This isn’t the time in the cycle to take excessive risk. The easy money has already been made. Late-cycle economic forces combined with desynchronized global growth and a deteriorating earnings cycle means you need more defensive posturing across stocks and bonds.

We’ve long called for owning higher-quality stocks in 2019. Why? Companies with above-average return on equity (ROE)/return on assets (ROA), and with increasing or stable profitability should be rewarded more when earnings are declining.

Secondly, higher-quality stocks have historically outperformed lower-quality stocks (see chart below).
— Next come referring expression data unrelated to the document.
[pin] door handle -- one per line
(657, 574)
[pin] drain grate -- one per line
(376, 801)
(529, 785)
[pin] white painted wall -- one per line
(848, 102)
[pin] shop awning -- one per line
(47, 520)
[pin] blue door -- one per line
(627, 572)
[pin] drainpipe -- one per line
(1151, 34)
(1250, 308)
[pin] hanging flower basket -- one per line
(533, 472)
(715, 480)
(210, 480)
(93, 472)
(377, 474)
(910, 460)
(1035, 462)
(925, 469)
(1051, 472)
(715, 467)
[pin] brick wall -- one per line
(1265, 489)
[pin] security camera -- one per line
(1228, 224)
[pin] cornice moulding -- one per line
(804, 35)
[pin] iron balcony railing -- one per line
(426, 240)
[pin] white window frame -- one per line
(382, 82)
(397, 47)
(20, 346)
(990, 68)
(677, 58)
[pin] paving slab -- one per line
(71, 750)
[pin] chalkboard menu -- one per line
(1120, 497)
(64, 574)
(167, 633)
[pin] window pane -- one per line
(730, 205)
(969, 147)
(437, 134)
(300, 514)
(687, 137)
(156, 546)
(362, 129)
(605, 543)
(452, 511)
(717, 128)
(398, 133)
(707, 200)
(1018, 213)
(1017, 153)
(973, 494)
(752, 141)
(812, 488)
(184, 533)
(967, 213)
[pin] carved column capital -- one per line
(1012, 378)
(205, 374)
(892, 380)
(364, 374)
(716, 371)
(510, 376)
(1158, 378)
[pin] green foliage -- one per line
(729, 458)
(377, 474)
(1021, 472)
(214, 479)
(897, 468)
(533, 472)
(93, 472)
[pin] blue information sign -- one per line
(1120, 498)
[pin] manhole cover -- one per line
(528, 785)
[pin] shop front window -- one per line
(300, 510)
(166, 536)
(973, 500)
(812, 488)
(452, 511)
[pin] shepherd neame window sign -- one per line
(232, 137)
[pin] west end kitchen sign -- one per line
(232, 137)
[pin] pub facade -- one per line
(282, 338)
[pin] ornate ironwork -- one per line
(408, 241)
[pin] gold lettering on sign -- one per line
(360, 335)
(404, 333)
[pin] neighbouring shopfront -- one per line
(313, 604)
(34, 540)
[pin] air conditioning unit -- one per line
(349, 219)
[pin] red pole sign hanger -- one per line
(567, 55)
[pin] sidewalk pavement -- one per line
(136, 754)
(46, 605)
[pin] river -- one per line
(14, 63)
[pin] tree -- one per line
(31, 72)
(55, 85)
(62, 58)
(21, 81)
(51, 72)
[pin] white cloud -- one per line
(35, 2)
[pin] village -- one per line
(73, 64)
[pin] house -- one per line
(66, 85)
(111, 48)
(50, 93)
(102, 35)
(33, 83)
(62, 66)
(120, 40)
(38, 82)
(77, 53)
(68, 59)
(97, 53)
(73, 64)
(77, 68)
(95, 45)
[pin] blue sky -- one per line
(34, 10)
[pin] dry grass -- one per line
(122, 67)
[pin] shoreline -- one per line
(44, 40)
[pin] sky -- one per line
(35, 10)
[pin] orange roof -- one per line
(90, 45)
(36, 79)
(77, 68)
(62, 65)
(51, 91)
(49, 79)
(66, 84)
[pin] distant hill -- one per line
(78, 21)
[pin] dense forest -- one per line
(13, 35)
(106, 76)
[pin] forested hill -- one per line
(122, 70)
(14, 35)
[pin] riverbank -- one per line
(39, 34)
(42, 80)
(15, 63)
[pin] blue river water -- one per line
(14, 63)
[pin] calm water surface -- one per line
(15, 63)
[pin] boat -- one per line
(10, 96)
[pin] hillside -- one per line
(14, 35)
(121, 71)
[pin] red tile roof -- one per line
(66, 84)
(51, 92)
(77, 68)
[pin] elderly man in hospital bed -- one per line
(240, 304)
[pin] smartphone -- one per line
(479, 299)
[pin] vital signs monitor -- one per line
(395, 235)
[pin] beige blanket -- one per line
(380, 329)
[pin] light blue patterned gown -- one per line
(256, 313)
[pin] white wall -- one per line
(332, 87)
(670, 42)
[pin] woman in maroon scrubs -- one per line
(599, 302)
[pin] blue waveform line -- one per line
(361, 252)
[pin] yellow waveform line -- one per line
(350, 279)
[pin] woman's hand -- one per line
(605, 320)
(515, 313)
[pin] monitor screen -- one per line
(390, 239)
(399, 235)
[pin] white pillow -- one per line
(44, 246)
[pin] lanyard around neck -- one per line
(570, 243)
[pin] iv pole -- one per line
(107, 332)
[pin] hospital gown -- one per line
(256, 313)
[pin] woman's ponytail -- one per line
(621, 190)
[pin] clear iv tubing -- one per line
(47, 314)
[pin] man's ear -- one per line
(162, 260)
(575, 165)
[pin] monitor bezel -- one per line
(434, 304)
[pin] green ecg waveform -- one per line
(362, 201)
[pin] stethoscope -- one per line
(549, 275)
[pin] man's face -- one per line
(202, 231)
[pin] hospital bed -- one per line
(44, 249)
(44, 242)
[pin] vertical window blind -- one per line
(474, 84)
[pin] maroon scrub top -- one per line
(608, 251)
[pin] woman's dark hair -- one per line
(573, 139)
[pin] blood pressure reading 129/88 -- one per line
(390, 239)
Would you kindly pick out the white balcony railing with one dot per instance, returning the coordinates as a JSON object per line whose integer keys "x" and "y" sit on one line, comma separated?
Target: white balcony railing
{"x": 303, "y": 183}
Source: Kenneth French Data Library, with data as of 12/31/17, WisdomTree.

 

Since 1963, the highest quintile of U.S. profitable companies has returned 11.63%, while the lowest quintile has returned 7.79%. Higher-quality companies have outperformed the market over this same time period as the market returned 10.30%.

Why Quality, Why Now

We’ve been looking for quality ETFs to take in more assets than any other factor in 2019, and year-to-date, U.S.-listed quality ETFs have already taken in approximately $2 billion in assets as of early February. Consider that the entire equity ETF universe has seen approximately $20 billion of outflows in 2019.

We like high-quality stock ETFs for the following reasons:

The earnings cycle is deteriorating, and companies with above-average ROE and increasing profitability are likely to be rewarded more on a relative basis.

The quality factor historically has been shown to be robust, pervasive and persistent over time.

Over the past five years, the global economy has had varying periods of acceleration and slowdowns, but the general trend has been cyclicals outperforming defensives.

 

Source: Bloomberg

 

Given the late-cycle economic pressures and a deteriorating earnings environment, defensive companies with higher-quality attributes will be rewarded more in 2019. If high-quality stocks performed well when the market was driven by QE and led by cyclicals, why wouldn’t quality work when the market shifts to a more defensive tone?

The quality factor is intuitive (i.e., it’s easy to understand), persistent (works across time class) and is pervasive (works across asset class).